Never came up with a good solution to H3, and while it was exciting for a while, it started to drag.

I'm going to play up the ability to train the soldiers in P1 to give the players someone in town they actually want to talk to and help.
 

I solved the "no one in town we care about" problem in H2 by importing Splug.

Splug has been adventuring with the party, so not quite an option... although he stayed in town in H2 for a couple of times "guarding the inn". :)

I'm going to play up the ability to train the soldiers in P1 to give the players someone in town they actually want to talk to and help.

Nice idea.

Cheers!
 

My Splug spent his time hanging out in town and doing odd jobs, and gambling.

His hijinks revolved around winning a series of bets for items he didn't particularly need, and then using them to gamble for something even stranger. Each time the party returned to town, he owned something new and weird.

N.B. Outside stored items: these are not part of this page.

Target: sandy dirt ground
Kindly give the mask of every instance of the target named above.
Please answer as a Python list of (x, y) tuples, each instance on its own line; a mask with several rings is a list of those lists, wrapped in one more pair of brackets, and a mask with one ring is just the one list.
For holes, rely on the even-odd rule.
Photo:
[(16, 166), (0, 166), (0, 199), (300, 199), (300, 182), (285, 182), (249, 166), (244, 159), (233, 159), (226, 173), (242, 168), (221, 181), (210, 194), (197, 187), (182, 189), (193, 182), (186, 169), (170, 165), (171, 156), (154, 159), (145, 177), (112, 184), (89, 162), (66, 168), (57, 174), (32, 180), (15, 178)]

It started with the ogre enforcer's club, which he dutifully hauled around for personal protection in spite of it being several times his size, passed through a phase where he was riding around on one of those minotaur golems, and ended with him gambling it all away in a game with Something Bad and ending up as an infernal pact warlord.

He told the party that he won and earned awesome powerz, but in reality he lost and obtained awesome obligationz that are essentially forcing him to follow the PCs around from adventure to adventure and create extra mayhem.